Galilean limit of equilibrium relativistic mass distribution for indistinguishable events

TL;DR

This paper explores the transition from relativistic to nonrelativistic statistical mechanics for indistinguishable events, analyzing thermodynamic quantities in the Galilean limit and confirming consistency with classical mechanics.

Contribution

It introduces a relativistic mass distribution framework for indistinguishable events and demonstrates its reduction to classical statistical mechanics in the Galilean limit.

Findings

Thermodynamic quantities match relativistic kinetic theory at limits.

Galilean limit reproduces nonrelativistic statistical mechanics.

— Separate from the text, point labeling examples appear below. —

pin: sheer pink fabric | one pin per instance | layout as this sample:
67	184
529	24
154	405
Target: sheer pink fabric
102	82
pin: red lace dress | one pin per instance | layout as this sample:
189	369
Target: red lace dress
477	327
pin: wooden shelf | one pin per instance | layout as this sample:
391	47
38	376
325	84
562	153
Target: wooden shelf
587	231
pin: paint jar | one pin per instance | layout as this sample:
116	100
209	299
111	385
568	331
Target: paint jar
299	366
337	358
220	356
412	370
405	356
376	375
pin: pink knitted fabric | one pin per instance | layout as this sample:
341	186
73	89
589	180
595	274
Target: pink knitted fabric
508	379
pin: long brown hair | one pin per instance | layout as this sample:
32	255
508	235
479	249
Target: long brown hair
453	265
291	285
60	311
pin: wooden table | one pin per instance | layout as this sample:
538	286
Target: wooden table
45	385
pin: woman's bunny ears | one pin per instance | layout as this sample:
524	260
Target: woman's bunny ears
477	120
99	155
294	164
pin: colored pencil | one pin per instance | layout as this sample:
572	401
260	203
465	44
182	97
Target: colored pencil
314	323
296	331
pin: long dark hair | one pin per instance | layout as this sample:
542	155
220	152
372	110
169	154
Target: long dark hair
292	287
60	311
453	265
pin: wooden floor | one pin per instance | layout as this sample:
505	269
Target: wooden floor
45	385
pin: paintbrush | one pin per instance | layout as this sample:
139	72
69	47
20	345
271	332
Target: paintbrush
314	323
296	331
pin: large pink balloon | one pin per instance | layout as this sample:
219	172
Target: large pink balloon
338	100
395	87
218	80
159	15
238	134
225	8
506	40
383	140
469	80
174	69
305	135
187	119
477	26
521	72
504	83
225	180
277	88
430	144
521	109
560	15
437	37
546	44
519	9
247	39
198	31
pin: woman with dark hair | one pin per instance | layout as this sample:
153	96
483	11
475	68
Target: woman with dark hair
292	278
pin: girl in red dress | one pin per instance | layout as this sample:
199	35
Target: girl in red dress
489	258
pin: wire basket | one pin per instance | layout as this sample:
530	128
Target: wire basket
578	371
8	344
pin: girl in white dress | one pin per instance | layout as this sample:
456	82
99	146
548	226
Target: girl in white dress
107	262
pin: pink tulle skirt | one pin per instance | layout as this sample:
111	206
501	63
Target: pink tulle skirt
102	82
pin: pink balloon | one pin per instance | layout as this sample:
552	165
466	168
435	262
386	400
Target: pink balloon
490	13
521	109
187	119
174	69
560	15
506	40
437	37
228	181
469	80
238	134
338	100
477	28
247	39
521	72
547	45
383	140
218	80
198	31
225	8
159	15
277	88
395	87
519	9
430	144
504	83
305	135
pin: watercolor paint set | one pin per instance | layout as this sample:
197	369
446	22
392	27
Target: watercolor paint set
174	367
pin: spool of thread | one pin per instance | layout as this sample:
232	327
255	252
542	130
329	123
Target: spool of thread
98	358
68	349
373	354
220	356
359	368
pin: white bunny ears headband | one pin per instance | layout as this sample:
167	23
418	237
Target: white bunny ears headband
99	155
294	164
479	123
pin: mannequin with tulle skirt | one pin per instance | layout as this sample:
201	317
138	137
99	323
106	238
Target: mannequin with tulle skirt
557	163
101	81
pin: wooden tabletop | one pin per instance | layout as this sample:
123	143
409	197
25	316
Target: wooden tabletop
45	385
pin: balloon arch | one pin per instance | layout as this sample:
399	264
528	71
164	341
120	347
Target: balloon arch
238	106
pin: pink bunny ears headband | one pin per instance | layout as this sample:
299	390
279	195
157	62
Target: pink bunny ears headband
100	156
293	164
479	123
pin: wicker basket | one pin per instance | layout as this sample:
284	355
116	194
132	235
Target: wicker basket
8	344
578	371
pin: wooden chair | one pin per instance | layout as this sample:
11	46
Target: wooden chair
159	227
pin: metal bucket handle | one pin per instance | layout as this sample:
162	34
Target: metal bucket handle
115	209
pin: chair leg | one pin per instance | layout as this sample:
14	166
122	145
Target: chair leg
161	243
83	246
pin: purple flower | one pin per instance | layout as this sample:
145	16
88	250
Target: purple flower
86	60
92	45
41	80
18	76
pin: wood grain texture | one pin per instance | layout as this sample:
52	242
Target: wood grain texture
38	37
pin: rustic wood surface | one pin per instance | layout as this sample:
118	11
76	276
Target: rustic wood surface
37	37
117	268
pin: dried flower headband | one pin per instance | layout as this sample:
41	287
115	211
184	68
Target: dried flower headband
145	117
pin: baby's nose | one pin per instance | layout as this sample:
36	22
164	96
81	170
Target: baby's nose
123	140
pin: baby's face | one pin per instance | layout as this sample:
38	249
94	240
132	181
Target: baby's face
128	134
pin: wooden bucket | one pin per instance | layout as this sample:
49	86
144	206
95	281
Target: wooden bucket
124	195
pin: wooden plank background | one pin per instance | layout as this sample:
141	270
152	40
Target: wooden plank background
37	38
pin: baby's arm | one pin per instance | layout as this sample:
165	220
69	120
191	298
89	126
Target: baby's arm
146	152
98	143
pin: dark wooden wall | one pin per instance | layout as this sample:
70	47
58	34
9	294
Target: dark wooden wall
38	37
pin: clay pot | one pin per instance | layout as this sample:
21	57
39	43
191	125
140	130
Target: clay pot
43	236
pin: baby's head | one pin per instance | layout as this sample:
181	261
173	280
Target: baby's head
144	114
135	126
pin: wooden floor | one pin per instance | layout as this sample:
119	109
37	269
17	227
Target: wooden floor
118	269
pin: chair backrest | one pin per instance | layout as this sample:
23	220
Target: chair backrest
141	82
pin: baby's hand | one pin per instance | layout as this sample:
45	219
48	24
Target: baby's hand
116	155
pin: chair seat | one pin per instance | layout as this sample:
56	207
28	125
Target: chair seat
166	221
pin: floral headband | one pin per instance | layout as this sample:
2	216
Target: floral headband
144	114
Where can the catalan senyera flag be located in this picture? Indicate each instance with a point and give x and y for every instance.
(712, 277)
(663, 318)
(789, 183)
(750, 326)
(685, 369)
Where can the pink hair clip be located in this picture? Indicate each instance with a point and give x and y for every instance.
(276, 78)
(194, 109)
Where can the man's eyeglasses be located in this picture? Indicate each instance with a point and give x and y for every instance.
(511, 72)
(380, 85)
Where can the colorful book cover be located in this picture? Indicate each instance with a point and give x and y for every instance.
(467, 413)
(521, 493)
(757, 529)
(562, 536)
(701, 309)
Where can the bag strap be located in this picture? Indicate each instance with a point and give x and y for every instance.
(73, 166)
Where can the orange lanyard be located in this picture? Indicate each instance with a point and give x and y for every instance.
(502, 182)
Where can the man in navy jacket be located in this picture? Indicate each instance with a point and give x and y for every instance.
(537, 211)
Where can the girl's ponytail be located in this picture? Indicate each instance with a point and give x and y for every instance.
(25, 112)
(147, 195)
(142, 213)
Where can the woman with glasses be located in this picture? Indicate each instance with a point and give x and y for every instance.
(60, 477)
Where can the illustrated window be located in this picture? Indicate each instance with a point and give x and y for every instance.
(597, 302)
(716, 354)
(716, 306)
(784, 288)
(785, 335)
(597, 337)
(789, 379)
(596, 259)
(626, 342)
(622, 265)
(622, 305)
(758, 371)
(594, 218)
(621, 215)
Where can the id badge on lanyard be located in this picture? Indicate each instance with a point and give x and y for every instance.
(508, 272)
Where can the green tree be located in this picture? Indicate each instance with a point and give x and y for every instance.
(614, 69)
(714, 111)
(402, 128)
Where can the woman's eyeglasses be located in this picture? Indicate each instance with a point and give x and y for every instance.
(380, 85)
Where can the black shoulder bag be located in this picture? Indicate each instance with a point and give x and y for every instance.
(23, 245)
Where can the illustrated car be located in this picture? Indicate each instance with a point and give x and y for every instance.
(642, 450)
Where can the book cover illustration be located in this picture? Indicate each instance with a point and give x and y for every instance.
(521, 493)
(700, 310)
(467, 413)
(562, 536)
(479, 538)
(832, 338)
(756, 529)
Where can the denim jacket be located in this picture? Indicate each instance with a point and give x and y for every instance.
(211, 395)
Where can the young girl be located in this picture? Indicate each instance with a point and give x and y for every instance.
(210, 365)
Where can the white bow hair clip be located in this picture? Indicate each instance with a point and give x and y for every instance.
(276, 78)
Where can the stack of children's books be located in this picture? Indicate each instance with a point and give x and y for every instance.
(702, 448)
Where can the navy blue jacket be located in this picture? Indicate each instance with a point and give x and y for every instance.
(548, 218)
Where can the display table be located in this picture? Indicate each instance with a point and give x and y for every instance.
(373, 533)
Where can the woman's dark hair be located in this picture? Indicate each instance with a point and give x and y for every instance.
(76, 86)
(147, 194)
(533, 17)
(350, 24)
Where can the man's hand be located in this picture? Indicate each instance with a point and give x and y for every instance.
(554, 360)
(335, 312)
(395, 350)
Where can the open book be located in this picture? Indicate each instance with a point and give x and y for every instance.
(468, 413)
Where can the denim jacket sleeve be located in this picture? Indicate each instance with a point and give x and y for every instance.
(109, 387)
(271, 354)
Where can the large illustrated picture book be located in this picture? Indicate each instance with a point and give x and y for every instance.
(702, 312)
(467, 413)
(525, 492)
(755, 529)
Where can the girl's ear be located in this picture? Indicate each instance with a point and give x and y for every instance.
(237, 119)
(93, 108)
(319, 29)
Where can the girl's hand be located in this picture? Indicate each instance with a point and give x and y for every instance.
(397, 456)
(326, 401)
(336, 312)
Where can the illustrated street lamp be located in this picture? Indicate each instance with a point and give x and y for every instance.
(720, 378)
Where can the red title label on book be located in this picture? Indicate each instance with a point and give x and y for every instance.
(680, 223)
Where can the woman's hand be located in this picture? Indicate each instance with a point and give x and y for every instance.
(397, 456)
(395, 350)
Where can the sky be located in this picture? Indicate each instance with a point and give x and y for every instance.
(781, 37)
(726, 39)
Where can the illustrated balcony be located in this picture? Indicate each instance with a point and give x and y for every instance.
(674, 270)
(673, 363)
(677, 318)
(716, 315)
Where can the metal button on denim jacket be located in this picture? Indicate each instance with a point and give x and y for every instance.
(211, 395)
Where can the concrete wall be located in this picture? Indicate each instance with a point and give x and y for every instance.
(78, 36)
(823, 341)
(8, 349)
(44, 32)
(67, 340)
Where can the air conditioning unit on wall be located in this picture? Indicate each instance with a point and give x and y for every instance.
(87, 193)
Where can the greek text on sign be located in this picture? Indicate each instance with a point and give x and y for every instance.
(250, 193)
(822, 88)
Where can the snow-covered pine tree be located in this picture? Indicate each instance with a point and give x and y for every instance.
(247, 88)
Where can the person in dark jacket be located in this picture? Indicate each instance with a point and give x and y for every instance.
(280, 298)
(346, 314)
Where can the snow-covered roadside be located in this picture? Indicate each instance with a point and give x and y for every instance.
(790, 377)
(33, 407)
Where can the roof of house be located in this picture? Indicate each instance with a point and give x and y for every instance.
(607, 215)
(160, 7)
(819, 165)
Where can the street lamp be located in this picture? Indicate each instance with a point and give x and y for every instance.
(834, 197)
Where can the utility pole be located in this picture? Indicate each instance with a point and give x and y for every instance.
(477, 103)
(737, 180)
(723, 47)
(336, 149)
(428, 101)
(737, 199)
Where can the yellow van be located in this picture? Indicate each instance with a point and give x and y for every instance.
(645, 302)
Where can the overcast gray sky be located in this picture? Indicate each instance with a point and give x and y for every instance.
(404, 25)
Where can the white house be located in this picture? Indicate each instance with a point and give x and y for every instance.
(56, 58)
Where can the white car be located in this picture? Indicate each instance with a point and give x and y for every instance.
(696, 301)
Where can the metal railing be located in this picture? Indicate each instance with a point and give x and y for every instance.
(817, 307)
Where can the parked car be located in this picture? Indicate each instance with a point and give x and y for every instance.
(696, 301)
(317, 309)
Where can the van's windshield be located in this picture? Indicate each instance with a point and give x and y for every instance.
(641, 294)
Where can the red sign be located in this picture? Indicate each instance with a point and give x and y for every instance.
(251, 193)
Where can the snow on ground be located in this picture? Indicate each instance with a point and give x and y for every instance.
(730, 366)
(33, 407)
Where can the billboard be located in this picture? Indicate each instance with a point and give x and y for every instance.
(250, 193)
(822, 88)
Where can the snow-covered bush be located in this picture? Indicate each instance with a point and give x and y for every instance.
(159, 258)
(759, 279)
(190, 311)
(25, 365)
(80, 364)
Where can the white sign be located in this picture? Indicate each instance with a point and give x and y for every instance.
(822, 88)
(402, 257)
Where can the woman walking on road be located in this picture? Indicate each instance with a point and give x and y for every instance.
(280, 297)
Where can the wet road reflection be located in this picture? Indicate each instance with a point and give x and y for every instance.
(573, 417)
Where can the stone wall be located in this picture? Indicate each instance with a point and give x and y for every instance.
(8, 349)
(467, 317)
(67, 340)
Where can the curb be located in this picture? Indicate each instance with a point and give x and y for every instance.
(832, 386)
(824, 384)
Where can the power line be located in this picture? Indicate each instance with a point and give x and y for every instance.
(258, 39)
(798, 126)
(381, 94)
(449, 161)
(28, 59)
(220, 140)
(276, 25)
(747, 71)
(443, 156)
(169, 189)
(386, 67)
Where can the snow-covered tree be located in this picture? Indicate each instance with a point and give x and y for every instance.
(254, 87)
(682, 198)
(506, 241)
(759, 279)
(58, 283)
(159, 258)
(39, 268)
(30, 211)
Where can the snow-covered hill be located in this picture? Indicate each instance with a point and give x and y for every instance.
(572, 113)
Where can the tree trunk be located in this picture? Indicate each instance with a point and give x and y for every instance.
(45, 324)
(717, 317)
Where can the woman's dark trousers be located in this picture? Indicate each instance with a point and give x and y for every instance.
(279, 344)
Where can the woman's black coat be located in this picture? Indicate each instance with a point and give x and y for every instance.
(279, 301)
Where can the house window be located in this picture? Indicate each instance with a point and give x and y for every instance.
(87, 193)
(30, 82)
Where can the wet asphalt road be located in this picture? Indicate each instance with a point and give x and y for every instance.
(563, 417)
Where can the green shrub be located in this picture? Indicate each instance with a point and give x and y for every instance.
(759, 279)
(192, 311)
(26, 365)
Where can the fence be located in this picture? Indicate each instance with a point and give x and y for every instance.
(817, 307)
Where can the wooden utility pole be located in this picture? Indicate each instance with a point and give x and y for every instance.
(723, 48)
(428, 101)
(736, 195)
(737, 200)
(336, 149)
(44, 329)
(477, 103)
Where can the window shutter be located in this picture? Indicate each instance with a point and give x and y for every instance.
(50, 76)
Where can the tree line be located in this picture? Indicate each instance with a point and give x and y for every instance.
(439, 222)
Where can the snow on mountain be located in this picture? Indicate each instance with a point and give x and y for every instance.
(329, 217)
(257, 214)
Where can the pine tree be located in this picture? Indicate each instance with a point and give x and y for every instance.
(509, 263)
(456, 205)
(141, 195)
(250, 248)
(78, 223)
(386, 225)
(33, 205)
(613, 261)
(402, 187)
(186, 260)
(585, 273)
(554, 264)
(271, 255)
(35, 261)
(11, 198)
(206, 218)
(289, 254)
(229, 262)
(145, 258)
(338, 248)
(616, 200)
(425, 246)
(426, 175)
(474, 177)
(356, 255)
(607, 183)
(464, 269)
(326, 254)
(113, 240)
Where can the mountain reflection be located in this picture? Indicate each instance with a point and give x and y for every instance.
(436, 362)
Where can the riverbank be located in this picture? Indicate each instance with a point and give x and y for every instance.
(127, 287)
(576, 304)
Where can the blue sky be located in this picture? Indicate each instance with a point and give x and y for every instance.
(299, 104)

Results confirm consistency across relativistic and classical regimes.

Abstract

The relativistic distribution for indistinguishable events is considered in the mass-shell limit $m^2\cong M^2,$ where $M$ is a given intrinsic property of the events. The characteristic thermodynamic quantities are calculated and subject to the zero-mass and the high-temperature limits. The results are shown to be in agreement with the corresponding expressions of an on-mass-shell relativistic kinetic theory. The Galilean limit $c\rightarrow \infty ,$ which coincides in form with the low-temperature limit, is considered. The theory is shown to pass over to a nonrelativistic statistical mechanics of indistinguishable particles.